Anime nere - la recensione del film di Francesco Munzi

Un viaggio nel cuore nero della 'ndrangheta. Ma ancora di più, un viaggio nel cuore (nero, certo, ma dolente e doloroso) dell'animo umano: come da titolo. Un viaggio che parte da Amsterdam, passa da Milano e approda ad Africo, Aspromonte, epicentro della criminalità organizzata calabrese. Un viaggio che, con intuizione felice e portata avanti con determinazione, parte dal generale per arrivare a quel particolare che fa inevitabilmente rima con universale. Negli anni che seguono l'affresco complesso e vagamente barocco di Gomorra e delle sue tante derivazioni (tanto interne quanto esterne), Francesco Munzi sceglie una strada diversa, e compone una sinfonia tragica che lentamente e inesorabilmente si destruttura: suonata con una tonalità in minore, appoggiata sulla forza viscerale e ancestrale dei bassi morali e musicali, sulle ombre che si allungano in una fotografia sempre più plumbea, sulle lucide architetture metropolitane che lasciano il passo alla rovina, alla fatiscenza, all'archeologia dell'archetipo.

Anime nere non è una storia di 'ndrangheta. Non è un romanzo criminale, ma un dramma familiare prima e umano poi. Non vuole fare sociologia della contemporaneità, ma privilegia un approccio antropologico che ci porta in una storia senza tempo né luogo se non quelli tragici e perenni della natura umana. Tre fratelli, tre visioni della vita, del crimine, della morte. Tre personaggi uniti solo dal sangue, e che solo il sangue, nella maniera più triste e cruenta, può separare. Tre mondi che fanno e faranno sempre parte dello stesso universo, un universo che è il nostro e sempre lo sarà.

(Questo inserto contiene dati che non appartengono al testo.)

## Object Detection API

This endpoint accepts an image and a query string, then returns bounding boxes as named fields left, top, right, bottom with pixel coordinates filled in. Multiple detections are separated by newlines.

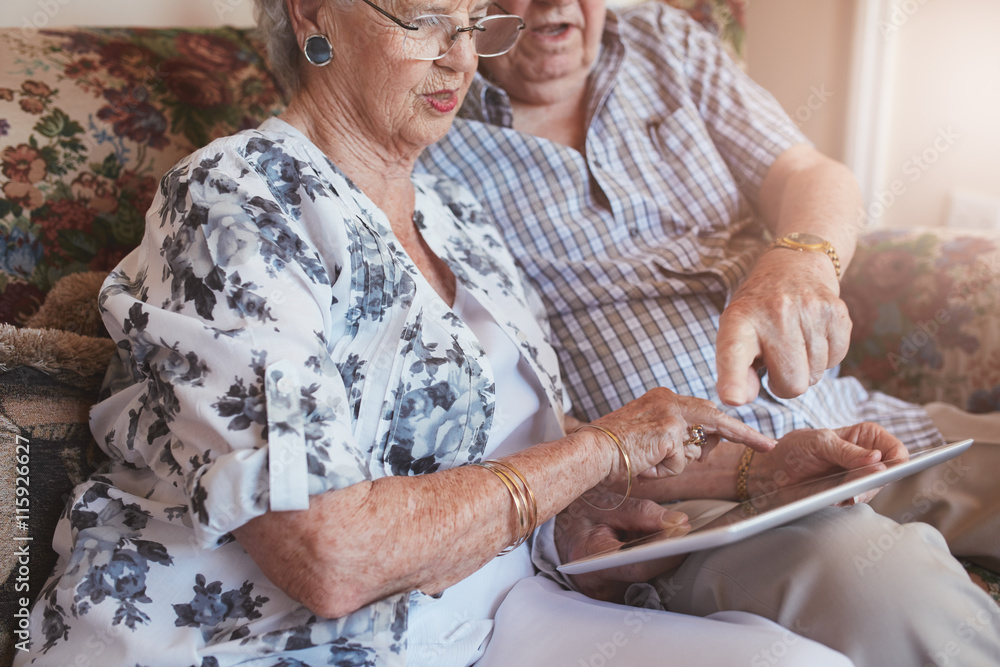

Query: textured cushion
left=0, top=28, right=282, bottom=324
left=842, top=229, right=1000, bottom=412
left=0, top=325, right=114, bottom=665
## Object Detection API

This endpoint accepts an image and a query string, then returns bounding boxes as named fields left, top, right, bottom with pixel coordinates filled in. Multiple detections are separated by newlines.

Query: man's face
left=480, top=0, right=605, bottom=103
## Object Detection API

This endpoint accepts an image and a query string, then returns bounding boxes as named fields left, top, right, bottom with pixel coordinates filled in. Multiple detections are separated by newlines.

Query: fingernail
left=661, top=510, right=689, bottom=526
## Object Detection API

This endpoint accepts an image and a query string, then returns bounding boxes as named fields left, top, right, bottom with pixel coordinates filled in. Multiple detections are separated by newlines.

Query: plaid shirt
left=422, top=2, right=941, bottom=449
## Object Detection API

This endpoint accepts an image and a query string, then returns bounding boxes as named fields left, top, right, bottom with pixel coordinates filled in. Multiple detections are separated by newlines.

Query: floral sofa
left=0, top=0, right=1000, bottom=666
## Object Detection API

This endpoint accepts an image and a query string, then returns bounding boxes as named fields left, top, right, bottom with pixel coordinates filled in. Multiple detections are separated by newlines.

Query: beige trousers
left=871, top=403, right=1000, bottom=572
left=656, top=404, right=1000, bottom=667
left=655, top=504, right=1000, bottom=667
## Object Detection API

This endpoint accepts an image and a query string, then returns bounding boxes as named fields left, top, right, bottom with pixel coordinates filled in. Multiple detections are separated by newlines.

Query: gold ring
left=683, top=424, right=708, bottom=447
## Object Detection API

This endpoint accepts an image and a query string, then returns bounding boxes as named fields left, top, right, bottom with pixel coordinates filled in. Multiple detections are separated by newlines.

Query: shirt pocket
left=645, top=107, right=740, bottom=233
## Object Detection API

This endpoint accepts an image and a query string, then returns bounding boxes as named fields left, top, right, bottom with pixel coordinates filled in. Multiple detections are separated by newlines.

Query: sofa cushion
left=0, top=324, right=115, bottom=665
left=0, top=28, right=282, bottom=324
left=841, top=228, right=1000, bottom=412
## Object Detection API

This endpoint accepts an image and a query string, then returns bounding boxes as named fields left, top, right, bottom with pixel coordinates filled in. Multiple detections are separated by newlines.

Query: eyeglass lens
left=406, top=14, right=523, bottom=60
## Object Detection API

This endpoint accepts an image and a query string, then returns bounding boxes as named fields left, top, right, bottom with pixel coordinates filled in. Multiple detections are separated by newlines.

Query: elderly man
left=422, top=0, right=1000, bottom=664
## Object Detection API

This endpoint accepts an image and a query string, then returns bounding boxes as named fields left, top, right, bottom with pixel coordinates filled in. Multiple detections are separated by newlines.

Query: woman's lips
left=531, top=23, right=570, bottom=40
left=424, top=90, right=458, bottom=113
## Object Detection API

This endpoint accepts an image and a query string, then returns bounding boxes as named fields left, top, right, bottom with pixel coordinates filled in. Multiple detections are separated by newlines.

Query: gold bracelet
left=473, top=461, right=538, bottom=556
left=576, top=424, right=632, bottom=512
left=736, top=447, right=753, bottom=503
left=486, top=459, right=538, bottom=546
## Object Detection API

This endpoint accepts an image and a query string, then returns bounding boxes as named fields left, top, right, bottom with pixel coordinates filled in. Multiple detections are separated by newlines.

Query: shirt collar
left=458, top=10, right=625, bottom=127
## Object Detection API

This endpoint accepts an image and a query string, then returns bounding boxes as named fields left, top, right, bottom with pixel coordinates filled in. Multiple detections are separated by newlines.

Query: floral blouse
left=20, top=119, right=562, bottom=666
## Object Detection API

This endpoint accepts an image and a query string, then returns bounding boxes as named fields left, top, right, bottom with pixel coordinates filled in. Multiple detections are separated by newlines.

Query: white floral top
left=20, top=119, right=562, bottom=666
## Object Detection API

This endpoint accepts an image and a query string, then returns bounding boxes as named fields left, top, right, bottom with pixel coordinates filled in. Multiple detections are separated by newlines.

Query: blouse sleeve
left=92, top=137, right=367, bottom=547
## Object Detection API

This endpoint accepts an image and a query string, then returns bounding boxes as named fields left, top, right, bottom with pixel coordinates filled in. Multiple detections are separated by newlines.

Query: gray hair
left=254, top=0, right=353, bottom=95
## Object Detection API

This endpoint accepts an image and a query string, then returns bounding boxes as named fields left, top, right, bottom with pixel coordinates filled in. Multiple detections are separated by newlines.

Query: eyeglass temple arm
left=362, top=0, right=416, bottom=30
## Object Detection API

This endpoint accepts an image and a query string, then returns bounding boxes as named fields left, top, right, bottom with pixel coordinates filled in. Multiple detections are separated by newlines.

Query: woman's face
left=307, top=0, right=489, bottom=155
left=481, top=0, right=605, bottom=103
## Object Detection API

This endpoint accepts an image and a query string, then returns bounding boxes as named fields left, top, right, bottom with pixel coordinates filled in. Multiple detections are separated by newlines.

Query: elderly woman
left=13, top=0, right=916, bottom=667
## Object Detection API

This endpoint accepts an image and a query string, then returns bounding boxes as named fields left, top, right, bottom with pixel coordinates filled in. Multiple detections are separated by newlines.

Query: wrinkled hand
left=716, top=249, right=851, bottom=405
left=749, top=422, right=910, bottom=502
left=592, top=387, right=775, bottom=482
left=555, top=493, right=691, bottom=602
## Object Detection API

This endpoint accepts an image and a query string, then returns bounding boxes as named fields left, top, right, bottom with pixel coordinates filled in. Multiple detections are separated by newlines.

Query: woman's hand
left=555, top=493, right=691, bottom=602
left=748, top=422, right=909, bottom=502
left=593, top=387, right=775, bottom=482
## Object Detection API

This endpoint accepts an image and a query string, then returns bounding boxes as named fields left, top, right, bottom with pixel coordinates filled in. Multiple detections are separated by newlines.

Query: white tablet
left=559, top=439, right=972, bottom=574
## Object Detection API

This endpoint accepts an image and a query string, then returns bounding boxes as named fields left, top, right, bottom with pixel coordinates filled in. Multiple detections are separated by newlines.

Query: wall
left=883, top=0, right=1000, bottom=228
left=747, top=0, right=1000, bottom=228
left=746, top=0, right=855, bottom=160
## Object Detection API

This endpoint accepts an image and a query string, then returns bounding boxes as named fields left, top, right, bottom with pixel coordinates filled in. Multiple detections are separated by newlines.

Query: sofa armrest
left=841, top=228, right=1000, bottom=412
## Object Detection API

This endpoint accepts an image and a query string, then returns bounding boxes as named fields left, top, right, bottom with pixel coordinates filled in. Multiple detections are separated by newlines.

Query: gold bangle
left=574, top=424, right=632, bottom=512
left=736, top=447, right=754, bottom=503
left=486, top=459, right=538, bottom=546
left=473, top=461, right=538, bottom=556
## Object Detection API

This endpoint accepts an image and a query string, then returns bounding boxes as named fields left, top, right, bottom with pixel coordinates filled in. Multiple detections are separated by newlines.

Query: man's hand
left=555, top=493, right=691, bottom=602
left=716, top=248, right=851, bottom=405
left=749, top=422, right=910, bottom=502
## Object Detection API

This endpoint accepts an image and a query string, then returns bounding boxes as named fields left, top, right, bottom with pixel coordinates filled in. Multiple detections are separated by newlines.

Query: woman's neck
left=281, top=95, right=420, bottom=214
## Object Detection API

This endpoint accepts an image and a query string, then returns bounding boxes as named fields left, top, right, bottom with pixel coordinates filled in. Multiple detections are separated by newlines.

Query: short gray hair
left=254, top=0, right=353, bottom=95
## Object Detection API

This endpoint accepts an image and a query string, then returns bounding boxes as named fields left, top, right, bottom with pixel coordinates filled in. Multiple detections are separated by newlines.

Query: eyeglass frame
left=362, top=0, right=525, bottom=62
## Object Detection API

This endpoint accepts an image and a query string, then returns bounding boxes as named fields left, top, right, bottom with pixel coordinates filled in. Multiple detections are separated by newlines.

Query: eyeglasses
left=364, top=0, right=524, bottom=60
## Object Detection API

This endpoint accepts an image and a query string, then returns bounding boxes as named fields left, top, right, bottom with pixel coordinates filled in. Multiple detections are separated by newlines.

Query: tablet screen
left=559, top=440, right=972, bottom=574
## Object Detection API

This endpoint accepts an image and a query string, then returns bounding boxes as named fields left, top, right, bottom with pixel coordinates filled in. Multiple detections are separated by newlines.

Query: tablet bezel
left=558, top=439, right=972, bottom=574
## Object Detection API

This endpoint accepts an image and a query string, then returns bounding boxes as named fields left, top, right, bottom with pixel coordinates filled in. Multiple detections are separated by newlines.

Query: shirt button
left=274, top=377, right=295, bottom=396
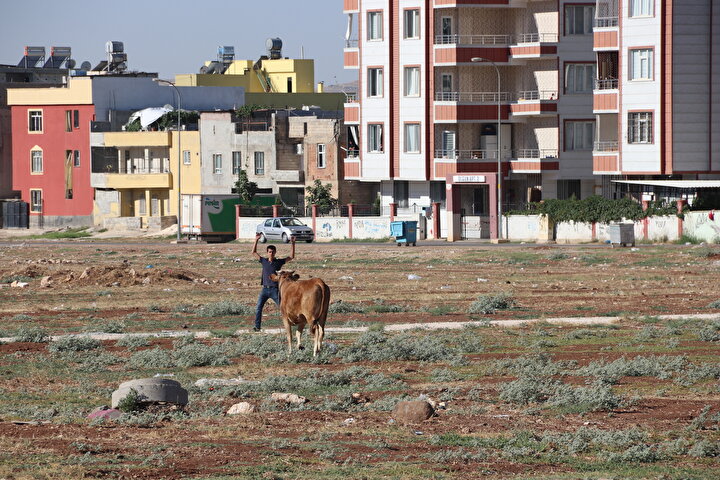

Certo, la superficie, il territorio, il campo di battaglia sono quelli del noir puro, tanto più riconoscibile globalmente quanto più legato allo specifico delle questioni italiane, delle faide e di una cultura antica sembra impossibile da sradicare. Ma da quel territorio e quella cultura, Munzi non si fa dominare o indirizzare: modella il primo per renderlo funzionale alle esigenze del cinema e del racconto, tratta la seconda con un rispetto scevro da ansie giudicanti, mai connivente né ammiccante. E così facendo, permette al noir di farsi progressivamente tragedia.

Costante rimane, invece, la voglia del regista di utilizzare un registro costantemente e felicemente imploso, arricchito dal coraggio di guardare di lato, di allargare lo sguardo, o viceversa di fissarlo è più scomodo o inaspettato. In questo modo, Anime nere diviene un film dove la tensione (sua e spettatoriale) nasce non solo dalla percezione dell'imminenza dello sparo o della morte, ma dalla scomodità di sentir vibrare dentro corde profonde, con il confronto con un mondo senza eroi, senza regole, senza speranze.

L'implosione allora monta, genera energie ed entropie spaventose, e - in un finale che giunge cupo, logico ma inaspettato - dà origine al suo inevitabile buco nero, nel quale cadono le vite di chi Anime nere l'ha dolorosamente e scomodamente popolato. Nel quale sprofonda uno sguardo che, finito il film, si ritrova a contemplare irrequieto e timoroso l'abisso oscuro e tragico della propria umanità.